Postmodernism reveals the world in an unflattering light, demanding that it should be changed, yet offering no alternative world in its place. Prescriptive art explores the bounds of the alternatives and encourages us to think actively about how we would shape the world to conform to how we believe it should be.

Prescriptive art is inherently optimistic, but not naively so. It acknowledges the difficulty and risks involved with change. But it insists that if change is to happen, we need to employ our imagination in order to direct that change.

If you wish to engage with prescriptive art, follow this simple maxim: paint* the world as it should be.

*By “paint” is intended any form of artistic practice or expression.

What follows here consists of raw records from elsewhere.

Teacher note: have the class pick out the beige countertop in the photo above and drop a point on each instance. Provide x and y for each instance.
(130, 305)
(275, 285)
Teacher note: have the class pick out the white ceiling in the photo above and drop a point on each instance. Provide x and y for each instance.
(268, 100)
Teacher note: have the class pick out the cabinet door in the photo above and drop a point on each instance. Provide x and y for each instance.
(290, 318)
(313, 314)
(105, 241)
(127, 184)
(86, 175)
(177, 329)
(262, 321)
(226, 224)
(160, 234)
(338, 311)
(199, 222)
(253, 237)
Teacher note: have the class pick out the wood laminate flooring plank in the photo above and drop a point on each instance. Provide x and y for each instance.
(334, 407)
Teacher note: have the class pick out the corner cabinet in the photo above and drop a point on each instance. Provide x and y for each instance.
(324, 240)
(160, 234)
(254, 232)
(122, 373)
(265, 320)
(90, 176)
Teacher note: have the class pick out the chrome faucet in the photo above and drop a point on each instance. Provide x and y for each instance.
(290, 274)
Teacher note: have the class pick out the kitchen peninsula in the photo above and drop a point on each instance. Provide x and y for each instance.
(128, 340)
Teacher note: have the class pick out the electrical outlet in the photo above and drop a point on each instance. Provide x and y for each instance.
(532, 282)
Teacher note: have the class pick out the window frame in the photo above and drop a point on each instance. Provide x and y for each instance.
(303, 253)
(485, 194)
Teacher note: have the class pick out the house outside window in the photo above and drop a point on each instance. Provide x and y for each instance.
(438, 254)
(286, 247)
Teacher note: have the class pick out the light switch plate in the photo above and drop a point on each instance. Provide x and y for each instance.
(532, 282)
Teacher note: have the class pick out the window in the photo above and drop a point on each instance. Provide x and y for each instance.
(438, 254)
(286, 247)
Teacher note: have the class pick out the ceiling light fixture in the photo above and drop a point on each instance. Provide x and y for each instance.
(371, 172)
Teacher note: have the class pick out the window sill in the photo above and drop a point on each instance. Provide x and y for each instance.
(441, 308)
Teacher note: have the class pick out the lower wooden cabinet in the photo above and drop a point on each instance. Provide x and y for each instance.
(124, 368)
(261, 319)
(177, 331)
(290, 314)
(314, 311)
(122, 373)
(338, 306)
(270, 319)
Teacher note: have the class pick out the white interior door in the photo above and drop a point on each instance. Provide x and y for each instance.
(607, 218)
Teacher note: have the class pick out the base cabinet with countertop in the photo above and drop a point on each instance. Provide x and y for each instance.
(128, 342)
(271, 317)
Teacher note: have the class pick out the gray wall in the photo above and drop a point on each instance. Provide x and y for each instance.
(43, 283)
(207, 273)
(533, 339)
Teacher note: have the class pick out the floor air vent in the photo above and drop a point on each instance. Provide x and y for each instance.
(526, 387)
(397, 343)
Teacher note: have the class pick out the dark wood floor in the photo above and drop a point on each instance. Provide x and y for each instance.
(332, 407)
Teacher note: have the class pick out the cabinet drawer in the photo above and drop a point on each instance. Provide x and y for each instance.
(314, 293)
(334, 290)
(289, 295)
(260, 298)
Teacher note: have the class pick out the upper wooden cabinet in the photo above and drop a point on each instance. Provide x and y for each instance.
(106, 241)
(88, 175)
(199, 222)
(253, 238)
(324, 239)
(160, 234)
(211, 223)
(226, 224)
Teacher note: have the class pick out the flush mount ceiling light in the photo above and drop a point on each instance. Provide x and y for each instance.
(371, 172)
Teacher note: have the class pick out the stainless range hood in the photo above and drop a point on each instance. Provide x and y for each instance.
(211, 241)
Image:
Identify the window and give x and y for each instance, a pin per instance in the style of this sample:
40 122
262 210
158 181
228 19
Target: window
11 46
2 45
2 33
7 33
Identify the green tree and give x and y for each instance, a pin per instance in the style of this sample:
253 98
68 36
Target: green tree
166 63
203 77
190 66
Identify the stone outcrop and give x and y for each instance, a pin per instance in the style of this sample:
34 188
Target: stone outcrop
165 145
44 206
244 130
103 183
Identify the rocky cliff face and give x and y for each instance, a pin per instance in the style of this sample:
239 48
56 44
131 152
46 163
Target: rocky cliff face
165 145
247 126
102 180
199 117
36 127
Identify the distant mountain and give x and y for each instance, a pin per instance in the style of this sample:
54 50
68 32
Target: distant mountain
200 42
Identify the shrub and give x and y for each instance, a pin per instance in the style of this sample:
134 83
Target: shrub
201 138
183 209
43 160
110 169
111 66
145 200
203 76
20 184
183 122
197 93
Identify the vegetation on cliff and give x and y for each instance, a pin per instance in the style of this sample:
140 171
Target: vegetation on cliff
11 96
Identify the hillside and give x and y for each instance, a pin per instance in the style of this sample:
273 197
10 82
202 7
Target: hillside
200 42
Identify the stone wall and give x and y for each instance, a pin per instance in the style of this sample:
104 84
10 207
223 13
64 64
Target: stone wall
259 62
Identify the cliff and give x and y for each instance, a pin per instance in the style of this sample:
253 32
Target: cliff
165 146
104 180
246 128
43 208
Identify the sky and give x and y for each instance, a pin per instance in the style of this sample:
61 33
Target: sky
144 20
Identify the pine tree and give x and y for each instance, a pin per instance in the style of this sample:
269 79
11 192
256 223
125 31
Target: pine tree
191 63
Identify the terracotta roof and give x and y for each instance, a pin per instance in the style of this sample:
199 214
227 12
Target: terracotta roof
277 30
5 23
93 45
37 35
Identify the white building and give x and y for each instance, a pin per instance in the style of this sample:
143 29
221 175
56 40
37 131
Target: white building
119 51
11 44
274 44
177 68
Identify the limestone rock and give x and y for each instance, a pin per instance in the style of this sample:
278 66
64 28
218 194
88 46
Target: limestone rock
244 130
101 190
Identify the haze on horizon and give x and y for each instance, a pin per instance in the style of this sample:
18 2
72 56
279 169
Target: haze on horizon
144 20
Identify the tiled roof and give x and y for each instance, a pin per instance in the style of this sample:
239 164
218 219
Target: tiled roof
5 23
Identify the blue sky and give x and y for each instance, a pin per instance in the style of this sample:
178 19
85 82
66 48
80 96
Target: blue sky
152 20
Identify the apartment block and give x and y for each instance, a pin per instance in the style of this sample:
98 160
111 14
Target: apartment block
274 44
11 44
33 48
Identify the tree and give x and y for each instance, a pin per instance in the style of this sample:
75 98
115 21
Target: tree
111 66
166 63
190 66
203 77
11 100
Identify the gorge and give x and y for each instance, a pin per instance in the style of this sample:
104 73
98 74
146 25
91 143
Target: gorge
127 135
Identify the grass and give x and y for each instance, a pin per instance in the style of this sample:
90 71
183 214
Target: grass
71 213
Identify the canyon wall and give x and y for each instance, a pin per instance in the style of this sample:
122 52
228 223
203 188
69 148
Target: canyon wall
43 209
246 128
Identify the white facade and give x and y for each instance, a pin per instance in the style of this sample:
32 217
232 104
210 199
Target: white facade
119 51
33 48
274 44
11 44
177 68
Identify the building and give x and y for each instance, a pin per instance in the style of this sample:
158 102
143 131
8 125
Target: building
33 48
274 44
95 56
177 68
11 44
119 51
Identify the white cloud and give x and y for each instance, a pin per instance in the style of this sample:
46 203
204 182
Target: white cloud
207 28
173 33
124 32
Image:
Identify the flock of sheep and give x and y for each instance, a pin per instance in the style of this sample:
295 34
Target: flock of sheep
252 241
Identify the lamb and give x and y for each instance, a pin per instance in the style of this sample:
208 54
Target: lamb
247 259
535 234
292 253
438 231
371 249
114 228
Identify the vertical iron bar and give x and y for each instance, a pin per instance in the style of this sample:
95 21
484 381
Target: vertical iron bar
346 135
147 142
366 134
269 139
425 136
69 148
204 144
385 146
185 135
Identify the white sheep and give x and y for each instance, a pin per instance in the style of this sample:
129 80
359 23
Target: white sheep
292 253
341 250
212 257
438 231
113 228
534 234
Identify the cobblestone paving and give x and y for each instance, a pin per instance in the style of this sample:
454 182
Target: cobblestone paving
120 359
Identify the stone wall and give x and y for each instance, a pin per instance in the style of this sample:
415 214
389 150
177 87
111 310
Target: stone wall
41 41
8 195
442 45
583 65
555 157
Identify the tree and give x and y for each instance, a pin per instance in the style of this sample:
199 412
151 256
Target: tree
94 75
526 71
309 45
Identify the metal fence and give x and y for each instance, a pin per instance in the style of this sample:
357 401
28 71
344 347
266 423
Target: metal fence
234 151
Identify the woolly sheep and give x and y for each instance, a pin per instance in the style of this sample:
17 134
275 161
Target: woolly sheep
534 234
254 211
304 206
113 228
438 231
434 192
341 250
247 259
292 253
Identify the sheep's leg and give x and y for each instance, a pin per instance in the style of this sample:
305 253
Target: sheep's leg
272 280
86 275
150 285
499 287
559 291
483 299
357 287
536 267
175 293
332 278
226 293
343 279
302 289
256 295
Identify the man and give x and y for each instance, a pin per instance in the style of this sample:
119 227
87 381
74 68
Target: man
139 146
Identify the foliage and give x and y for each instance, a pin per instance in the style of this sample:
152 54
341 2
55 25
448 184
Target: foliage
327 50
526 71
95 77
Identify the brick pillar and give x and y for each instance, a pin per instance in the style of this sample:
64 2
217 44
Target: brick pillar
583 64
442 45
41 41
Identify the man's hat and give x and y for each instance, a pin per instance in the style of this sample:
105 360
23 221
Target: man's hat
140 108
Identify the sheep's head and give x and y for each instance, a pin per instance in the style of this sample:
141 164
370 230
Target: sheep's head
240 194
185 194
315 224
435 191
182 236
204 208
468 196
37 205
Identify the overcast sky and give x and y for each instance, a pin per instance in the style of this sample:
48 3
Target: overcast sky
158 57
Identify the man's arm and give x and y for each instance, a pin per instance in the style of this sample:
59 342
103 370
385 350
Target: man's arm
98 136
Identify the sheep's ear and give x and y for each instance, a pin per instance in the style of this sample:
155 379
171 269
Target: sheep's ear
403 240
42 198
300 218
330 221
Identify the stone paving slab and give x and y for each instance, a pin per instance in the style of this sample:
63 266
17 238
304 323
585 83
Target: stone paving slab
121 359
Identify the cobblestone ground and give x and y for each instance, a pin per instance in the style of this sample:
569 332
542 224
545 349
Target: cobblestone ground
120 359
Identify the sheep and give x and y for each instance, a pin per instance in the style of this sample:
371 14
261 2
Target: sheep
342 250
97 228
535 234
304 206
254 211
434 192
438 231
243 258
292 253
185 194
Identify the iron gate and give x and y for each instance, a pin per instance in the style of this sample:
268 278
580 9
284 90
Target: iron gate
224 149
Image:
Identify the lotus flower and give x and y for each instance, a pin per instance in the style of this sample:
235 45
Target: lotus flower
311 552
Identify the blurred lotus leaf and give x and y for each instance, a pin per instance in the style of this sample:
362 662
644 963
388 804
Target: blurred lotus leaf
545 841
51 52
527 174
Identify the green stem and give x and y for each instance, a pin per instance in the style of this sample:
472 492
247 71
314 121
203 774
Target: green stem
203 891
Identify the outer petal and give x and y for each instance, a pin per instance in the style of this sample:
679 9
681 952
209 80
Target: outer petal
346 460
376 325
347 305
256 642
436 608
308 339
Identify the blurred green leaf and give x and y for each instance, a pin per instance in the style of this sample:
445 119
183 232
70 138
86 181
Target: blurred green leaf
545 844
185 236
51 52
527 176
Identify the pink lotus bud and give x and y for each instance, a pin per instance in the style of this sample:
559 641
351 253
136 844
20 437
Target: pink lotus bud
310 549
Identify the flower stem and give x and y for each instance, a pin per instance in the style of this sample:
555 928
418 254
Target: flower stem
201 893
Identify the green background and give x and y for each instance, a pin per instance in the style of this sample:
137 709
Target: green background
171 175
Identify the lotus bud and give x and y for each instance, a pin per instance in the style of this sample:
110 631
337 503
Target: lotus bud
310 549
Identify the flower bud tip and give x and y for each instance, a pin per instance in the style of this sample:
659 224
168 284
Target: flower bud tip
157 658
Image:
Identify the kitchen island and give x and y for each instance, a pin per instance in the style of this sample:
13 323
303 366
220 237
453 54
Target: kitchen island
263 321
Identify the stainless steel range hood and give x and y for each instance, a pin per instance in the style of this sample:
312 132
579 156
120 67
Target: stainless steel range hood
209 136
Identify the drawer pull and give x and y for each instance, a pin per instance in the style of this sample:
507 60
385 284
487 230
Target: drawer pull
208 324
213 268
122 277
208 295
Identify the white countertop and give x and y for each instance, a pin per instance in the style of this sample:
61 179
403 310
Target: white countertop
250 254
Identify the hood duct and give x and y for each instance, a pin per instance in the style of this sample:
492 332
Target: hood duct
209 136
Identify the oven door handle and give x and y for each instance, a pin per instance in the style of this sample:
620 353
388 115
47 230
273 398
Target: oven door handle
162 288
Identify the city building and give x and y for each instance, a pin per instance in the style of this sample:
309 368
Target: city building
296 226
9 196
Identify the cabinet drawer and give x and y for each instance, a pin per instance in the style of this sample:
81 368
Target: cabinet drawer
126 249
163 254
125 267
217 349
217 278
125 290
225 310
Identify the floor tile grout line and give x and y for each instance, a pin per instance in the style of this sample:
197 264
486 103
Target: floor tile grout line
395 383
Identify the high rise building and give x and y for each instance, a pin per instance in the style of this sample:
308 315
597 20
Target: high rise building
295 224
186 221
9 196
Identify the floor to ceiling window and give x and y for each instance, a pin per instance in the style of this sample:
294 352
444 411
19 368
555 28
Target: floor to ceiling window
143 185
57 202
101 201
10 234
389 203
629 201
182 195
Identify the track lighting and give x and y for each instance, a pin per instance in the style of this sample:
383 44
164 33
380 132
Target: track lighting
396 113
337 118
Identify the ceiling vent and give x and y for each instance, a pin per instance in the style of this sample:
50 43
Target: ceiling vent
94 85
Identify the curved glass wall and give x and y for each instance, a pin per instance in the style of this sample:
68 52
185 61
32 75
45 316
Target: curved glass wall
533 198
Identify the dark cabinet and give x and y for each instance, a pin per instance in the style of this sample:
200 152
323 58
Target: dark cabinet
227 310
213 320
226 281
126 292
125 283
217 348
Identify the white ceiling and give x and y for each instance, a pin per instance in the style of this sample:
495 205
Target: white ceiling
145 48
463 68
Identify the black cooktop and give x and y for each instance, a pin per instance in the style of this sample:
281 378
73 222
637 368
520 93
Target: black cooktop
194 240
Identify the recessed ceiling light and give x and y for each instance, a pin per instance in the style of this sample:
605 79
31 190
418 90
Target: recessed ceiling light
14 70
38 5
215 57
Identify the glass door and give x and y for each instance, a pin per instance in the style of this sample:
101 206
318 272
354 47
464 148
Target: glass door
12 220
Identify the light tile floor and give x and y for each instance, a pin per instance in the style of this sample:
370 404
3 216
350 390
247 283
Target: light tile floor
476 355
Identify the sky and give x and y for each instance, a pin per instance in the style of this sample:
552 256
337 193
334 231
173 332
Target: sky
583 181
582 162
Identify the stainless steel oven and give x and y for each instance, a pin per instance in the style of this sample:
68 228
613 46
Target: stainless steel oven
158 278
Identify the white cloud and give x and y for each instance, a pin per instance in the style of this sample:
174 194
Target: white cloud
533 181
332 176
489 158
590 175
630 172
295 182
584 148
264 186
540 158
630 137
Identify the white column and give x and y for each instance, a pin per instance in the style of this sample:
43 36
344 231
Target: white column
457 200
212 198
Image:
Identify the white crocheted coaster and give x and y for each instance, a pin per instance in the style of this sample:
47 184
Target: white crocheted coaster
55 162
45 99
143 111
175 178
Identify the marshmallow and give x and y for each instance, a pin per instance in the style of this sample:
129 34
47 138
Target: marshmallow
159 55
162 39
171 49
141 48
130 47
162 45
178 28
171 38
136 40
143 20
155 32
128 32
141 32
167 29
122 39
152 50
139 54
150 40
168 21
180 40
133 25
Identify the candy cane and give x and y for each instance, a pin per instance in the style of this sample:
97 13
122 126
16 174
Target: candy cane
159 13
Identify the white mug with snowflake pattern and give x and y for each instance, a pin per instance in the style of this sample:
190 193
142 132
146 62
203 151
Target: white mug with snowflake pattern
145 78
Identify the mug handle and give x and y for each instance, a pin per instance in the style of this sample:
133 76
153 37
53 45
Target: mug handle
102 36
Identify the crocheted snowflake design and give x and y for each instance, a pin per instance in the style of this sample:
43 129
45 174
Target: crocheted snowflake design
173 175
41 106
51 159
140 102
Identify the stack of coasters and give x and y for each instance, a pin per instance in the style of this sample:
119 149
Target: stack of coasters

Reality and its Depictions

12 04 2011

It’s of interest to me that film makers, largely of the Hollywood persuasion, are inclined to modify reality in order to conform to our expectations of reality rather than, well, real reality.

In the pseudo-reality of the blockbuster grenades disgorge great plumes of flame and cause provocateurs to hurtle through the air, slowly. In reality grenades evince a short, sharp BANG and emit a cloud of smoke along with supersonic compression wave that crushes rather than pushes. And that’s not to mention the shrapnel. They rarely produce flame, nor drama. Only noise and tragedy.

What’s interesting about this is that if a blockbuster offered an accurate representation of a grenade, the audience would quite likely be thrown into confusion, jolting them out of the fantasy. “What was the puff and bang? It couldn’t have been a grenade.”

You can almost hear the effects department advising the director: “Grenades don’t look like grenades on film. You gotta use pyrotechnics.”

And it’s not just that fireballs are more dramatic than real grenade explosions. I fully appreciate artistic licence. But artistic license is intended to remove the undramatic elements of reality and replace them with dramatic alternatives. However, grenades are, in my opinion, intrinsically dramatic, at least as dramatic as a fireball. It’s just that puff-and-bang is not what people expect when a grenade goes off on screen. They do expect a fireball.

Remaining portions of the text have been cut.